# The US and Pakistan Should "Divorce"



## Marauder06 (Aug 23, 2012)

Here, here!

http://worldnews.nbcnews.com/_news/...divorce-ex-ambassador-to-washington-says?lite




> *Updated at 7:10 a.m. ET: *WASHINGTON - The United States and Pakistan should stop pretending they are allies and amicably "divorce," Pakistan's former ambassador to Washington said on Wednesday, citing unrealistic expectations in both countries that include U.S. hopes Islamabad will sever its links to extremists.
> 
> "If in 65 years, you haven't been able to find sufficient common ground to live together, and you had three separations and four reaffirmations of marriage, then maybe the better way is to find friendship outside of the marital bond," Husain Haqqani said, addressing the Center for the National Interest, a Washington think tank.
> 
> ...


----------



## Grey (Aug 23, 2012)

Love the dudes last name. Fitting that a guy named Haqqani doesn't want Pakistan to play with the US anymore.


----------



## Chopstick (Aug 23, 2012)

Does the US get the fiftyeleventygazillion dollars back as alimony in the settlement?  I dont have a problem with Pakistan getting the "USMC made in Pakistan" jackets.


----------



## AWP (Aug 23, 2012)

Grey said:


> Love the dudes last name.
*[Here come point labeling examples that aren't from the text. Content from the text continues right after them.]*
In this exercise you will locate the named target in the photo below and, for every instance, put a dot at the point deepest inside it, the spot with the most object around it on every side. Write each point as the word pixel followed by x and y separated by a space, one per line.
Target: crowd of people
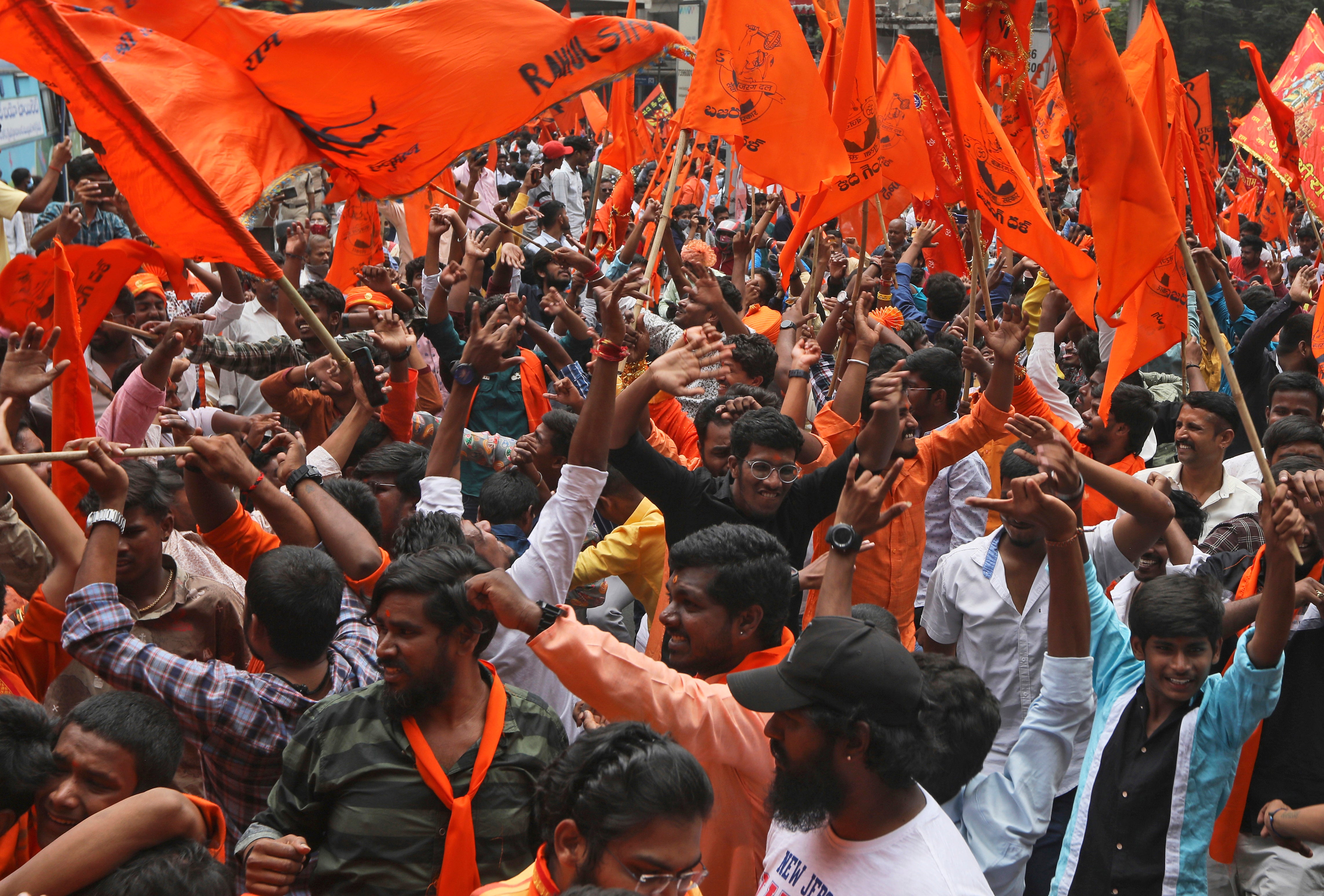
pixel 594 580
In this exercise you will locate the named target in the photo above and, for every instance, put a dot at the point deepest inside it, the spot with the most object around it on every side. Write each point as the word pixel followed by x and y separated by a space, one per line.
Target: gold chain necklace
pixel 170 583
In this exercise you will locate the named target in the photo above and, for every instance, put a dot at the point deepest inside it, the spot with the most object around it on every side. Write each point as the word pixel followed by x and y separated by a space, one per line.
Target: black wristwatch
pixel 844 539
pixel 464 374
pixel 551 613
pixel 306 472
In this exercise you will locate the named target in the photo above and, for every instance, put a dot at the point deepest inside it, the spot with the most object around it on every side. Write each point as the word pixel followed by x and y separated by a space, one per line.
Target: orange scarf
pixel 460 862
pixel 1223 845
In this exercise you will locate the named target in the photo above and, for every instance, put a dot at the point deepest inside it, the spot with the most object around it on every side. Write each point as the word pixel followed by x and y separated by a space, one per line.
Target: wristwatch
pixel 306 472
pixel 551 613
pixel 464 374
pixel 107 517
pixel 844 539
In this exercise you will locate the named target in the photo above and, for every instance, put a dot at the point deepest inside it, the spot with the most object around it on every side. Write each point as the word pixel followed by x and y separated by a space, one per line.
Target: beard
pixel 801 800
pixel 423 691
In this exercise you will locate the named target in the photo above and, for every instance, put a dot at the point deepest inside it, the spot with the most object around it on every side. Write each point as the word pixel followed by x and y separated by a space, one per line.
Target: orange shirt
pixel 623 685
pixel 1094 509
pixel 889 575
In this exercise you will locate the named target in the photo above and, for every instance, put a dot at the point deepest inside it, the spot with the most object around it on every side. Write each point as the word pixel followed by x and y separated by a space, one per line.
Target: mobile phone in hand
pixel 367 372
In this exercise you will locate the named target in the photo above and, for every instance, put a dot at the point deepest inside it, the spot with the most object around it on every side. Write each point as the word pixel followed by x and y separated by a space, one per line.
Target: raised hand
pixel 24 371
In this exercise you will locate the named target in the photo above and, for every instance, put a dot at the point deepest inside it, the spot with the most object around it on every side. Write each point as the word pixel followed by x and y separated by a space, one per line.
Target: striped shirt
pixel 350 787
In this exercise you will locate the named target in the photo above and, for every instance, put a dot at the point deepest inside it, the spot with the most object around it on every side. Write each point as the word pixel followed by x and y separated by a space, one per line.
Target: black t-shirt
pixel 694 499
pixel 1290 764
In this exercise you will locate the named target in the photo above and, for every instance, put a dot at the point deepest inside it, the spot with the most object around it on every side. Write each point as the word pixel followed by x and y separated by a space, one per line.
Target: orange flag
pixel 996 183
pixel 1283 120
pixel 1133 215
pixel 832 28
pixel 881 133
pixel 71 395
pixel 373 121
pixel 358 243
pixel 755 85
pixel 188 151
pixel 28 284
pixel 625 150
pixel 1200 110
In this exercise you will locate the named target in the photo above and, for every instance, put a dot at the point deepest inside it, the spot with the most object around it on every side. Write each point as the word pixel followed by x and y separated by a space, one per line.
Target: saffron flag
pixel 1281 118
pixel 373 121
pixel 358 243
pixel 1133 215
pixel 1301 85
pixel 755 85
pixel 833 30
pixel 996 183
pixel 1200 110
pixel 71 395
pixel 881 133
pixel 28 284
pixel 188 151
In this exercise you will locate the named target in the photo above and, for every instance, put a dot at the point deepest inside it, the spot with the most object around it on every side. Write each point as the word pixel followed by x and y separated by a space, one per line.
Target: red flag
pixel 158 137
pixel 996 183
pixel 1282 118
pixel 1133 215
pixel 755 85
pixel 881 131
pixel 71 395
pixel 374 121
pixel 358 243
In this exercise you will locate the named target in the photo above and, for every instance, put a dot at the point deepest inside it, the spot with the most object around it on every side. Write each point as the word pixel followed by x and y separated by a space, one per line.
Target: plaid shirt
pixel 104 228
pixel 260 360
pixel 241 722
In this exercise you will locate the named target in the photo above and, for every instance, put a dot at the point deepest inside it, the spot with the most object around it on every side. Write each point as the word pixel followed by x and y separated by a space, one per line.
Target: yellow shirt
pixel 636 551
pixel 11 199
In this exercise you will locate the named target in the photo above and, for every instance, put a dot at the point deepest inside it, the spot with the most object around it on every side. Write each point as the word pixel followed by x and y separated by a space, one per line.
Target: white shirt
pixel 1245 468
pixel 970 605
pixel 1232 499
pixel 244 322
pixel 543 573
pixel 948 519
pixel 569 188
pixel 925 855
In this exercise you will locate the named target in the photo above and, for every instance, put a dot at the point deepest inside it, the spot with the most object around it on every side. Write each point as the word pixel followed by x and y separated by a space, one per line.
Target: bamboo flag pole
pixel 42 457
pixel 664 226
pixel 1212 323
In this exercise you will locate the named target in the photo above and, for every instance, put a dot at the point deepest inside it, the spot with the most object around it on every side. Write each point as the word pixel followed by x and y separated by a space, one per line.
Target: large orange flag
pixel 881 133
pixel 358 243
pixel 1133 215
pixel 755 85
pixel 71 395
pixel 373 121
pixel 996 183
pixel 1282 120
pixel 188 150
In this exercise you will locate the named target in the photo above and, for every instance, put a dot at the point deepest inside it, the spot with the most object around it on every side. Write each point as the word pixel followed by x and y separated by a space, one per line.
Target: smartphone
pixel 367 372
pixel 265 237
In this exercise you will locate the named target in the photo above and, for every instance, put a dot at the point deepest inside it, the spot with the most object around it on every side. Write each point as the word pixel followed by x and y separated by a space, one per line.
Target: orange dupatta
pixel 460 862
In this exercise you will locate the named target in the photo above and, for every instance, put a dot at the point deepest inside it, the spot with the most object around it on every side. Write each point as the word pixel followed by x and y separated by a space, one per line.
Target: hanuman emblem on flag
pixel 745 73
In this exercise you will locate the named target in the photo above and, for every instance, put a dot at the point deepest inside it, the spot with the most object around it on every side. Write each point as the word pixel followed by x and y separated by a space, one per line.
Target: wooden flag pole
pixel 664 224
pixel 1212 323
pixel 43 457
pixel 592 200
pixel 312 320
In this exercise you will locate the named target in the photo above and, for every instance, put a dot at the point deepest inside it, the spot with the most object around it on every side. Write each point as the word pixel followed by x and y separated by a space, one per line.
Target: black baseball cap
pixel 841 664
Fitting that a guy named Haqqani doesn't want Pakistan to play with the US anymore.


 
I don't think he's related to the Haqqani network.


----------



## Grey (Aug 23, 2012)

Didn't think he was, it was a joke.


----------



## Marauder06 (Aug 23, 2012)

Grey said:


> Didn't think he was, it was a joke.


 
I didn't think it was a joke the first time I heard it.   "The ambassador to the US is a Haqqani?  GTFO!"  but then I did some investigating and it appeared he wasn't connected to the network.  Well, "not connected" inasmuch as one can be a high-level member of the Pakistan government and not be connected to them.


----------



## AWP (Aug 23, 2012)

If India invaded Pakistan I think I'd merc myself out for a pack of gum just for the chance to watch Islamabad burn.


----------



## RackMaster (Aug 23, 2012)

Freefalling said:


> If India invaded Pakistan I think I'd merc myself out for a pack of gum just for the chance to watch Islamabad burn.


 
I'd be looking for the nearest bookie taking bets and put a few coins down on India FTW!  ;)


----------